In testing, a modified version of the 6000Ada inference config was used:

{
  "version": "flux-dev",
  "params": {
    "in_channels": 64,
    "vec_in_dim": 768,
    "context_in_dim": 4096,
    "hidden_size": 3072,
    "mlp_ratio": 4.0,
    "num_heads": 24,
    "depth": 19,
    "depth_single_blocks": 38,
    "axes_dim": [
      16,
      56,
      56
    ],
    "theta": 10000,
    "qkv_bias": true,
    "guidance_embed": true
  },
  "ae_params": {
    "resolution": 256,
    "in_channels": 3,
    "ch": 128,
    "out_ch": 3,
    "ch_mult": [
      1,
      2,
      4,
      4
    ],
    "num_res_blocks": 2,
    "z_channels": 16,
    "scale_factor": 0.3611,
    "shift_factor": 0.1159
  },
  "ckpt_path": "/big/generator-ui/flux-testing/flux/model-dir/flux1-dev.sft",
  "ae_path": "/big/generator-ui/flux-testing/flux/model-dir/ae.sft",
  "repo_id": "black-forest-labs/FLUX.1-dev",
  "repo_flow": "flux1-dev.sft",
  "repo_ae": "ae.sft",
  "text_enc_max_length": 512,
  "text_enc_path": "city96/t5-v1_1-xxl-encoder-bf16",
  "text_enc_device": "cuda:0",
  "ae_device": "cuda:0",
  "flux_device": "cuda:0",
  "flow_dtype": "bfloat16",
  "ae_dtype": "bfloat16",
  "text_enc_dtype": "bfloat16",
  "flow_quantization_dtype": "bfloat16",
  "text_enc_quantization_dtype": "bfloat16",
  "compile_extras": true,
  "compile_blocks": true,
  "offload_text_encoder": false,
  "offload_vae": false,
  "offload_flow": false
}

Note: qfloat8 quantization was replaced with bfloat16 to avoid invoking Quanto/torch-cublas-hgemm, which required nvcc for compilation, which I lacked the prudence and time to install. Internally, flux-fp8-api will still use fp8 GEMM by downcasting bfloat16 weights appropriately at inference time.

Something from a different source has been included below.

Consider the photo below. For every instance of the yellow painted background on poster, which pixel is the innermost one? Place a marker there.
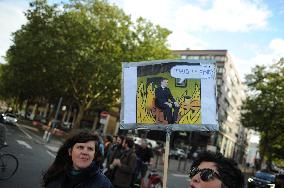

For the “✅ compile blocks & extras” config described in the README, these are the inference it/s, compared with standard GPU results:

Resolution4090 48G40906000A
1024x10243.363.512.8
1024x7204.714.963.78

Our 48GB is a little bit slower due to the aforementioned qfloat8->bfloat16 swap, which incurs some membw overhead.

The 6000Ada loses due to extreme power throttling. There is no public resource on this, but you can find a similar reported issue for the L4 GPU.


Conclusion
#

There is at least one 4090 48GB on planet earth that performs in accordance to expectations.

Note: As a financially-interested NVD3.L shareholder, I have no interest in sabotaging the datacenter revenue of Nvidia Corporation. Therefore, I will not provide public links indicating where to purchase these devices.